Va bene, ieri ci siamo tolti il dente con le due notizie più impegnative, a mio modo di vedere, del mese appena trascorso, oggi proseguiamo con altro, alternando un po’ di attualità con altre cose che dobbiamo recuperare di agosto. Oggi gli argomenti sono tanti quindi perdonatemi se su alcune cose resteremo un po’ in superficie. 

Partiamo con quello che è successo in Ecuador, di cui ci ha parlato il nostro direttore Daniel Tarozzi in un articolo su ICC la scorsa settimana. 

In Ecuador si è votato domenica 20 agosto per due cose molto importanti: le elezioni presidenziali (il paese è una repubblica presidenziale) e un referendum sull’estrazione del petrolio. 

L’articolo di Daniel si concentrava soprattutto su quest’ultimo aspetto, che ha portato a un esito davvero storico: in pratica quasi il 60% dei cittadini ecuadoriani ha scelto di rinunciare all’estrazione di petrolio da uno dei principali giacimenti nel paese, situato nel Parco Nazionale Yasuni, nell’Amazzonia ecuadoriana, rinunciando, si stima, a circa 16 miliardi di dollari, per proteggere la biodiversità e tutelare le popolazioni indigene che vivono quei territori. 

Scrive il nostro direttore: “Ai cittadini non interessa l’ambiente, ma solo l’economia, la sicurezza e la salute. Quante volte sentiamo affermare questi concetti quando ci interroghiamo su come mai in epoca di crisi climatica, microplastiche invasive, siccità e incendi le campagne elettorali sembrino completamente ignorare queste tematiche.
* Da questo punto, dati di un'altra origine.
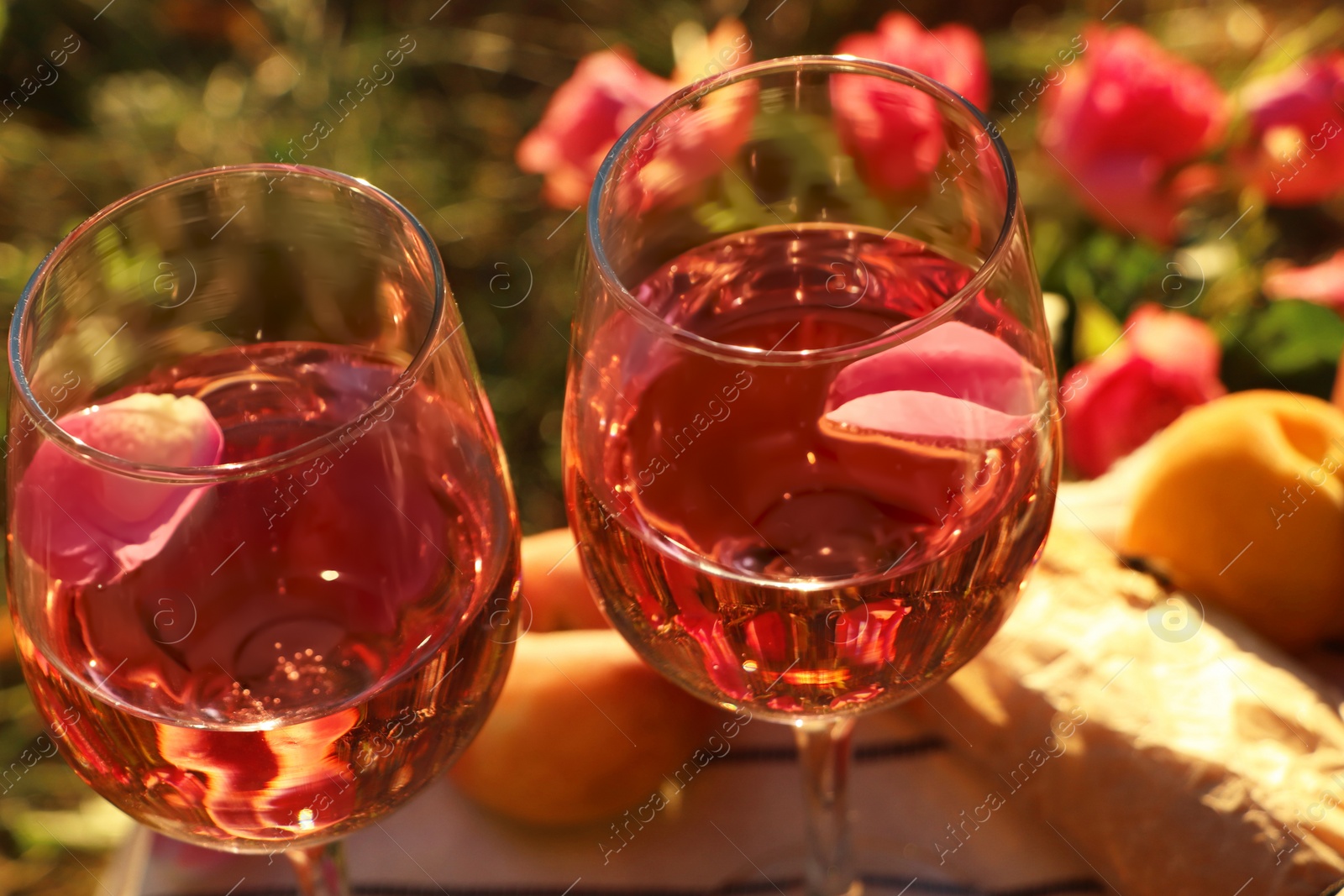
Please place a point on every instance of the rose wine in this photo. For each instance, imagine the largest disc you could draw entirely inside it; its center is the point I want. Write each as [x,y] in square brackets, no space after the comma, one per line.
[308,647]
[811,537]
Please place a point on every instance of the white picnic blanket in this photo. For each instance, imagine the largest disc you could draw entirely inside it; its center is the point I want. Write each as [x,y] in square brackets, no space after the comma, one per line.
[736,828]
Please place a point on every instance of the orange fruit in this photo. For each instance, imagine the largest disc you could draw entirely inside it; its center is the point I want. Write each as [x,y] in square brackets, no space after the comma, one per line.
[1242,504]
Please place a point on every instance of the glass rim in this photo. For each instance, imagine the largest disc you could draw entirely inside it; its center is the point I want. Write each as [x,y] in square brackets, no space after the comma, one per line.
[239,469]
[890,338]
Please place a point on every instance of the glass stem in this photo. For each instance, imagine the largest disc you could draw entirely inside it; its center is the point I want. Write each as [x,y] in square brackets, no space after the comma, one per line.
[824,750]
[320,869]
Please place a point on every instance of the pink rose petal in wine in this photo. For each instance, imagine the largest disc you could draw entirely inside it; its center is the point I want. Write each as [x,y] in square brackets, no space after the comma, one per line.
[953,382]
[953,359]
[927,416]
[85,524]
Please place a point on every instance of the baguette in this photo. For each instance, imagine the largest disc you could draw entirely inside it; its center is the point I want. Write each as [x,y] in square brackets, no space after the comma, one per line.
[1176,752]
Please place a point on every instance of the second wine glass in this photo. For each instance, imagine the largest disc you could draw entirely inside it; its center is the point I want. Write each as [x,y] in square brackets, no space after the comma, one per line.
[811,441]
[262,547]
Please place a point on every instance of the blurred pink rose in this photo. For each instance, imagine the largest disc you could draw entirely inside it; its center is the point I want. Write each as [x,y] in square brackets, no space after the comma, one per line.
[1166,363]
[897,130]
[605,96]
[1126,123]
[1294,148]
[1321,282]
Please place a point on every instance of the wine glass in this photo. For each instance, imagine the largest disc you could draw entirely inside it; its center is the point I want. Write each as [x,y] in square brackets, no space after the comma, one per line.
[262,544]
[811,439]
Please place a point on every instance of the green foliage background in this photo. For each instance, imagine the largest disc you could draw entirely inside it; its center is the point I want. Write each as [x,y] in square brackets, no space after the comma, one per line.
[161,87]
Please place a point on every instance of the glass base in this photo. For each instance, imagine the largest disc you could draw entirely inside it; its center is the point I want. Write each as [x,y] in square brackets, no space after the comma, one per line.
[885,868]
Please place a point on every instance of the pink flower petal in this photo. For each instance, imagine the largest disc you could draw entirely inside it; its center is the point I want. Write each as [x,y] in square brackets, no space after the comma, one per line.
[1321,282]
[956,360]
[85,524]
[925,416]
[1175,340]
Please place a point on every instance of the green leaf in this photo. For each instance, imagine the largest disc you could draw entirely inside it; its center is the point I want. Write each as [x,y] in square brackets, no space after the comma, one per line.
[1095,331]
[1289,344]
[1292,336]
Eppure, in molte parti del mondo, ogni volta che i cittadini e le cittadine sono chiamati a votare su queste tematiche la maggioranza dei votanti sembra avere le idee chiare. 
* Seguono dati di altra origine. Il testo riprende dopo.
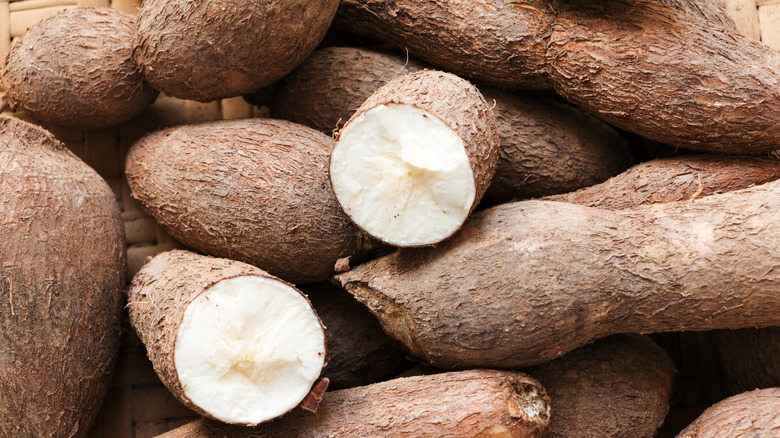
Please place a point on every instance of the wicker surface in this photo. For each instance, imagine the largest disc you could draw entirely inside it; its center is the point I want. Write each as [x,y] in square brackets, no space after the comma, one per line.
[138,405]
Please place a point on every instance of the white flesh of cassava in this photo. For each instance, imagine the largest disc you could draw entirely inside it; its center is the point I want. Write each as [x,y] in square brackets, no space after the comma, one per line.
[249,349]
[402,175]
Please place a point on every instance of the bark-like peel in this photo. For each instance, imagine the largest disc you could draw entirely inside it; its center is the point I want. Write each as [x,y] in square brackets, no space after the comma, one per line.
[62,271]
[254,190]
[74,69]
[476,403]
[213,50]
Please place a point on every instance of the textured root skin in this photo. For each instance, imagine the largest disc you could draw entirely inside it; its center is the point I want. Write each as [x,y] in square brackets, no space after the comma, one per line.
[459,105]
[334,82]
[546,147]
[223,58]
[616,387]
[74,69]
[549,147]
[160,294]
[254,190]
[675,71]
[748,358]
[526,282]
[477,403]
[675,179]
[62,270]
[717,90]
[754,414]
[359,352]
[495,43]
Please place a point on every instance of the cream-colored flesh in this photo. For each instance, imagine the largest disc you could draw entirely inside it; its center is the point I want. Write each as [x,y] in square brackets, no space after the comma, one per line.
[249,349]
[402,175]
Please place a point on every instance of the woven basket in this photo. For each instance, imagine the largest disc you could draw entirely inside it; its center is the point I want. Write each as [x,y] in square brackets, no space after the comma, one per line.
[138,405]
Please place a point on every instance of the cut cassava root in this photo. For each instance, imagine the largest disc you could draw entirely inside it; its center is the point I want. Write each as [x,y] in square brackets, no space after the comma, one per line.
[416,158]
[477,403]
[62,273]
[254,190]
[526,282]
[74,69]
[207,51]
[546,146]
[230,341]
[754,414]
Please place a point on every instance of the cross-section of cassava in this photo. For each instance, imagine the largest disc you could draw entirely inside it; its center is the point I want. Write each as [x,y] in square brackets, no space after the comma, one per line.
[62,273]
[617,387]
[546,147]
[211,50]
[477,403]
[230,341]
[754,414]
[416,158]
[526,282]
[253,190]
[74,69]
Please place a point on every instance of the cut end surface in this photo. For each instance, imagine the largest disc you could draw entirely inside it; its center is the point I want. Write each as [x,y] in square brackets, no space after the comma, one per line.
[249,349]
[403,175]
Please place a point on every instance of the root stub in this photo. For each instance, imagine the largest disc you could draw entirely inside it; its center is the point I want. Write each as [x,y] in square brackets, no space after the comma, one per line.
[248,347]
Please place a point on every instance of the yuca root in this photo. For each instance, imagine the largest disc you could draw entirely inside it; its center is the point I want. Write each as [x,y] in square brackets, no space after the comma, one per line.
[526,282]
[481,403]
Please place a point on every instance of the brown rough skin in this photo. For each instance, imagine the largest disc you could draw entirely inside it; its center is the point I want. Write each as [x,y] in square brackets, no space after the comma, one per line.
[667,74]
[329,87]
[212,50]
[476,403]
[549,147]
[499,43]
[62,270]
[526,282]
[359,352]
[160,294]
[617,387]
[675,179]
[254,190]
[546,147]
[459,105]
[74,69]
[748,358]
[754,414]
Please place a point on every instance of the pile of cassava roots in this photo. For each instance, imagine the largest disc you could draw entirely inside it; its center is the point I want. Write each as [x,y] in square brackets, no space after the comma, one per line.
[462,218]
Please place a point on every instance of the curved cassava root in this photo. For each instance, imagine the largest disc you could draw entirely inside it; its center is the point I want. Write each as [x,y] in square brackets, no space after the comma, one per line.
[74,69]
[359,352]
[754,414]
[617,387]
[526,282]
[547,147]
[62,272]
[207,51]
[254,190]
[675,179]
[677,72]
[416,158]
[228,340]
[477,403]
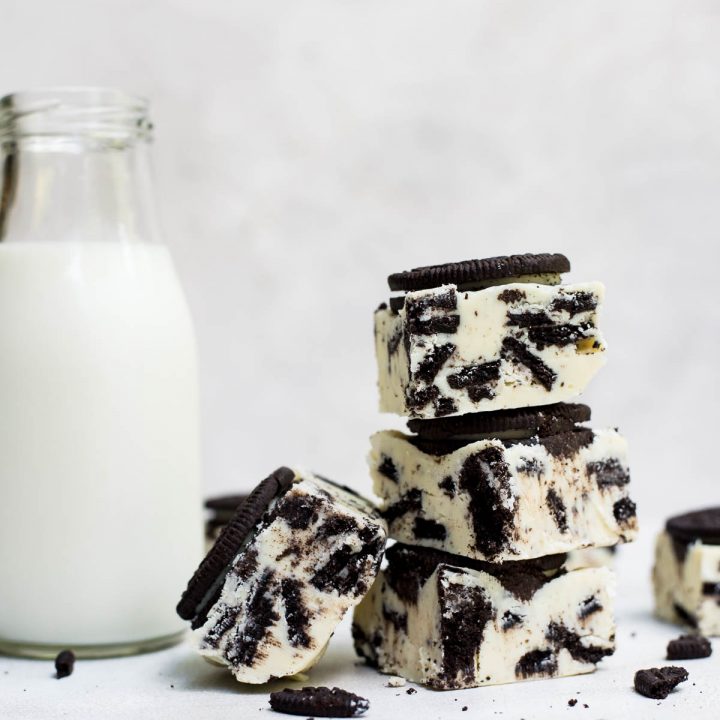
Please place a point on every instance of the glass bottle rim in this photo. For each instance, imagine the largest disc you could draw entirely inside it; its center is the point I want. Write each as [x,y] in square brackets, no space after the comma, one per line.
[74,111]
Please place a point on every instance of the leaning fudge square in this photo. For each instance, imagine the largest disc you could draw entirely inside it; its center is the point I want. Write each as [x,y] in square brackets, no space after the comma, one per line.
[448,352]
[499,500]
[297,555]
[686,575]
[450,623]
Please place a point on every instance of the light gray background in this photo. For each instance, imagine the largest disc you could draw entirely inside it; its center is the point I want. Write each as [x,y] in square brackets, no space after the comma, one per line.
[307,148]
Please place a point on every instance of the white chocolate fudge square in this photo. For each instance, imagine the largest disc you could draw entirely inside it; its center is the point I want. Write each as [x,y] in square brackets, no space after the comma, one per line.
[310,559]
[449,623]
[500,500]
[686,581]
[450,352]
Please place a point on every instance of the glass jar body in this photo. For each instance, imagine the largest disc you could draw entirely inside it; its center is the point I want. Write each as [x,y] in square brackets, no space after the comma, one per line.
[100,512]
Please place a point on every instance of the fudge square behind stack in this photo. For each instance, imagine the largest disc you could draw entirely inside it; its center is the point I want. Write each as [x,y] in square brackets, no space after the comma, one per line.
[497,480]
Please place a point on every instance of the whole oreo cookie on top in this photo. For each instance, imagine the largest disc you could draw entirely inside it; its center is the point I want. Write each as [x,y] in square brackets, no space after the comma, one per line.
[543,420]
[470,273]
[206,583]
[702,525]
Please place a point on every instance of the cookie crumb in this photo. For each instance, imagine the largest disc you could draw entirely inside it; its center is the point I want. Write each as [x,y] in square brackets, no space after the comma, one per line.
[658,683]
[64,664]
[319,701]
[689,647]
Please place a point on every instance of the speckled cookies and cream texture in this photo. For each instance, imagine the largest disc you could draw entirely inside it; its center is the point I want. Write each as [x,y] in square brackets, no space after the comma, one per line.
[451,352]
[497,501]
[686,580]
[313,556]
[453,627]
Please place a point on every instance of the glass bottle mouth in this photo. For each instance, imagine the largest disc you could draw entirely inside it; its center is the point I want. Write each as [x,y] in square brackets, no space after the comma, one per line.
[103,113]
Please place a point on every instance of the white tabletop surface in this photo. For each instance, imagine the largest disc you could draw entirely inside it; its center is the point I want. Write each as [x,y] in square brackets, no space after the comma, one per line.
[175,683]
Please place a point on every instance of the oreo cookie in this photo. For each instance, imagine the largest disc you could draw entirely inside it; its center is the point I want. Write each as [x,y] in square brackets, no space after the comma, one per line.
[543,421]
[222,508]
[319,701]
[658,683]
[703,525]
[689,647]
[472,274]
[205,585]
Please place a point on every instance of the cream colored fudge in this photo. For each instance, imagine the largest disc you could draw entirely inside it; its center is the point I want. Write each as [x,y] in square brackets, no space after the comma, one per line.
[448,352]
[311,557]
[448,622]
[500,500]
[686,575]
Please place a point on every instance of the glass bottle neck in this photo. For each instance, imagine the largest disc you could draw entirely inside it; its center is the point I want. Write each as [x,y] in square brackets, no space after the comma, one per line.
[66,177]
L’ambiente interessa eccome, anche a discapito di economia e “sviluppo”. Così è stato con i referendum italiani su acqua pubblica e nucleare, così è stato per tante altre scelte europee e così è stato in un paese cosiddetto “povero” come l’Ecuador che due giorni fa ha deciso di dire no alle trivelle in Amazzonia”. Se volete approfondire vi lascio l’articolo sotto FONTI E ARTICOLI.

Vi aggiungo solo un piccolo aggiornamento. Nei giorni successivi al referendum il ministro dell’Energia, Fernando Santos, aveva messo in dubbio lo stop alle estrazioni nella zona di Yasuni, approvato dalla maggioranza degli elettori ecuadoriani, dicendo che il governo stava valutando se impugnare, quindi contestare questo risultato. Il motivo sarebbe il fatto che nella provincia di Orellana, dove si trova il campo petrolifero, gli elettori avevano votato per il proseguimento delle perforazioni, in maniera piuttosto opposta e speculare all’andamento nazionale (60-40).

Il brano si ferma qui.